Das zweite Gemälde Caravaggios ist weniger realistisch. Matthäus trägt keine Arbeitskleidung mehr. Stattdessen ist er biblisch gekleidet und überragt den Betrachter. Der Engel schwebt über ihm, es gibt keinen Körperkontakt, und Matthäus schreibt allein.
Caravaggio arbeitete hauptsächlich für den römischen Klerus. Folglich haben die meisten seiner Werke religiöse Themen, sind jedoch zutiefst humanistisch. Dieser Maler lehnte die stark ornamentale, leere und oft triumphale Barockmalerei ab. Er malte die alltägliche Wirklichkeit, die gewöhnlichen Menschen, denen er auf den Straßen Roms begegnete, darunter die Ärmsten der Armen – Bettler, Prostituierte, Kriminelle. Selbst seine religiösen Gemälde sind immer mit der Gewalt und den Entbehrungen verbunden, die Caravaggio überall sah. Er war nicht bereit wegzuschauen. Das ist das Leben, dem wir auf Caravaggios Gemälden begegnen, dies ist seine Zeit, der er nicht entkommen konnte. Das Leben um ihn herum war voller Schmerz und Caravaggios Beharren auf Realismus unterstreicht das. Aus diesem Grund kann er nicht bedenkenlos zu den Barockmalern gezählt werden. Die Realisten der folgenden Jahrhunderte konnten sich mit Recht auf ihn berufen.
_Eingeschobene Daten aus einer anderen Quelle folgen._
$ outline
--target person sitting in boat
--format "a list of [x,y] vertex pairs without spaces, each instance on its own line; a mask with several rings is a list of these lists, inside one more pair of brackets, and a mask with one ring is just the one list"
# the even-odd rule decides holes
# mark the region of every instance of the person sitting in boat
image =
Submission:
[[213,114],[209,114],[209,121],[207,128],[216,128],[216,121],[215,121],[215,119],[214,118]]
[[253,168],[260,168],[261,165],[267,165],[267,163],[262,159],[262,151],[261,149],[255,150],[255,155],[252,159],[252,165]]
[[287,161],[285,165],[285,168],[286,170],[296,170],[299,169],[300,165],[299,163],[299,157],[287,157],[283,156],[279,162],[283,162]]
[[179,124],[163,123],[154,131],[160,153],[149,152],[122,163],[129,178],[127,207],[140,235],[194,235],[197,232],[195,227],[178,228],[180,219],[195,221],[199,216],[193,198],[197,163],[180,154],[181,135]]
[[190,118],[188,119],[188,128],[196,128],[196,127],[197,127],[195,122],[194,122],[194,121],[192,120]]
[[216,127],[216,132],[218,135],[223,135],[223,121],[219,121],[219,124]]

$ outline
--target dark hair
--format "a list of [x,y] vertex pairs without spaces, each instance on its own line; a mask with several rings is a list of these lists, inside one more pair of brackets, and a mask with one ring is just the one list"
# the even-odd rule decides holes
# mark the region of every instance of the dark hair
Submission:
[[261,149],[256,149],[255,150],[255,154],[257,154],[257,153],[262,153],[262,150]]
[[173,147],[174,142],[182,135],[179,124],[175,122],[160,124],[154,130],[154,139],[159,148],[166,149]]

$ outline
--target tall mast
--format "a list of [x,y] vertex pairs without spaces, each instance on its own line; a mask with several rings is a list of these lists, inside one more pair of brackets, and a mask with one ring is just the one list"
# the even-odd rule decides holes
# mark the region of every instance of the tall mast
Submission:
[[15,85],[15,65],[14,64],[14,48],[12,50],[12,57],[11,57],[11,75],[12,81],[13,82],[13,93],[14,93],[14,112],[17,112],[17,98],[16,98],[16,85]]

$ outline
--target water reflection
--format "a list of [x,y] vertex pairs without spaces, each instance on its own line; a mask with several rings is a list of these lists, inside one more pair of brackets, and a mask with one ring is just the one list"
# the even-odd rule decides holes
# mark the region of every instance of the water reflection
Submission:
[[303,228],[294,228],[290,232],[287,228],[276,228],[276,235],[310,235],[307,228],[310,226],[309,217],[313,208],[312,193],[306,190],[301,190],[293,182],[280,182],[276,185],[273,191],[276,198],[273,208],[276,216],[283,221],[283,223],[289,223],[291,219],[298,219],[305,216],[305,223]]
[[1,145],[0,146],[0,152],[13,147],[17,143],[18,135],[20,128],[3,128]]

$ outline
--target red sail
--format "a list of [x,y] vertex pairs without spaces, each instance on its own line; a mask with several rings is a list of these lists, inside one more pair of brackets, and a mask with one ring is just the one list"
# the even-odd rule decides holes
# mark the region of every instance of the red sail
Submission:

Als Caravaggio am 28. Mai 1606 im Streit einen Mann tötete, musste er aus Rom fliehen und verbrachte den Rest seines Lebens auf der Flucht, hielt sich in Neapel, Malta, Messina und Palermo auf – und hinterließ Meisterwerke, die die europäische Kunst des 17. Jahrhunderts nachhaltig beeinflussten. Er starb im Exil, kurz nach seiner Ankunft in Porto Ercole, am 18. oder 19. Juli 1610, im Alter von nur 38 Jahren, und wurde in einem namenlosen Grab beigesetzt.